Volume knob set firmly at 11.


Friday, April 25, 2014

Black Sabbeth?



I'm re-posting this from my favorite music blog, the brilliant Heaven is an Incubator. I had no knowledge previous to this of the band Gonga, but Beth Gibbons + Black Sabbath is just too good to be true.

I was a fan of Ms. Gibbon's band Portishead from back around the time of Dummy, but it wasn't until the release of Portishead's record Third in... ah, 2007 that one of their records became necessary to me. The pagan-like soundscapes of some of the darker corners of Third fell into that category of music that the first time I hear it some part of me feels as though it were made specifically for me. So it's really no surprise that I feel the way I do about this cover because Black Sabbath's Black Sabbath - along with much of their Ozzy-era catalogue - also hits me that way.

Thursday, November 28, 2013

Fairies Wear Boots covered by All-Star Metal Line-up



One of my favorite Black Sabbath songs. This all-star line-up consisting of Geezer Butler, Zakk Wylde, Charlie Benante and Corey Taylor was recorded at a Hartke Bass event held at LA's wonderful Henry Fonda Theatre.
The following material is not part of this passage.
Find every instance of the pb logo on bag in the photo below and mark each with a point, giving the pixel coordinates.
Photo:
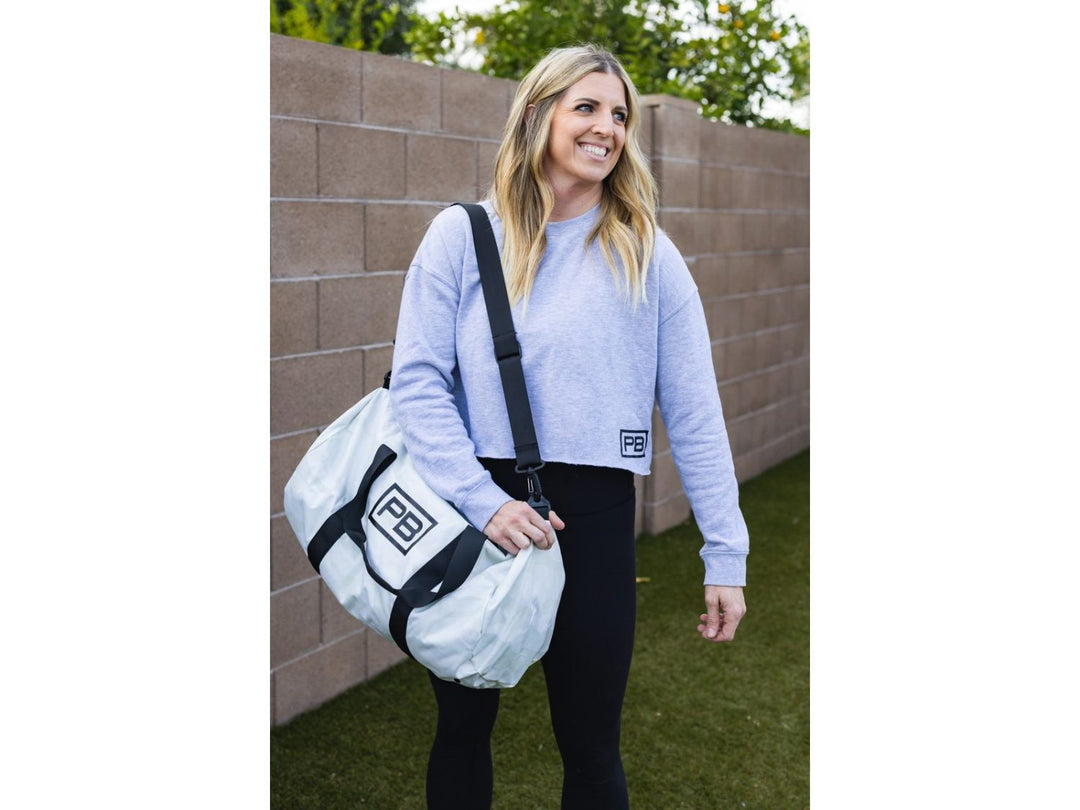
(401, 518)
(633, 443)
The event honored Geezer Butler, who is - in my opinion - one of the greatest bass players around.

Via mxdwn.

Monday, August 19, 2013

In Solitude



The thing that initially caught my eye when I read about In Solitude on Brooklyn Vegan for the first time this afternoon (here) is the word Solitude - whenever I see it in a musical context I always think immediately of one of my favorite Black Sabbath songs, track seven on the band's classic third album Master of Reality. Anyway, I followed the link, hit play on the above widget and my ears perked up. "Sounds a bit like Ghost" I thought. Then I read the article and saw that the Vegan mentions that, "The band, which may or may not contain members of Ghost BC..."


Whoah.

Follow the link back to read more, but it looks like Metal Blade is releasing a long-player from In Solitude on 10/01 and there are tour dates.

Sunday, July 28, 2013

Liner Notes

Some of my favorite things in the world are the Liner Notes in old Black Sabbath albums. There's something so... clinical and pragmatic about the way they're written. Just their inclusion in the packaging flies in the face of anything you'd ever see in most of the music industry today, so they are very much evocative of the time and compliment listening to the records quite nicely.

Wednesday, February 20, 2013

Black Sabbath in the Studio



I have no illusions that "13" - 3/4ths of the original Black Sabbath's first record since the late 70's - will be good, but hopefully I'm wrong. Sabbath's original "Ozzy" years are among the most cherished albums I've encountered in my lifetime, but you know - you can't go home again. The band released a song sometime in the late 90's, I believe it was called psycho man and it was so terrible I'd prefer not to even look it up to confirm that. I'd prefer you abstain from doing the same.

The reunion is not complete as Bill Ward isn't involved, but I can't say the idea of Iommi, Butler and Ozzy recording a new record doesn't intrigue me at least a little bit, thus the video above. You never know. (yes you do!).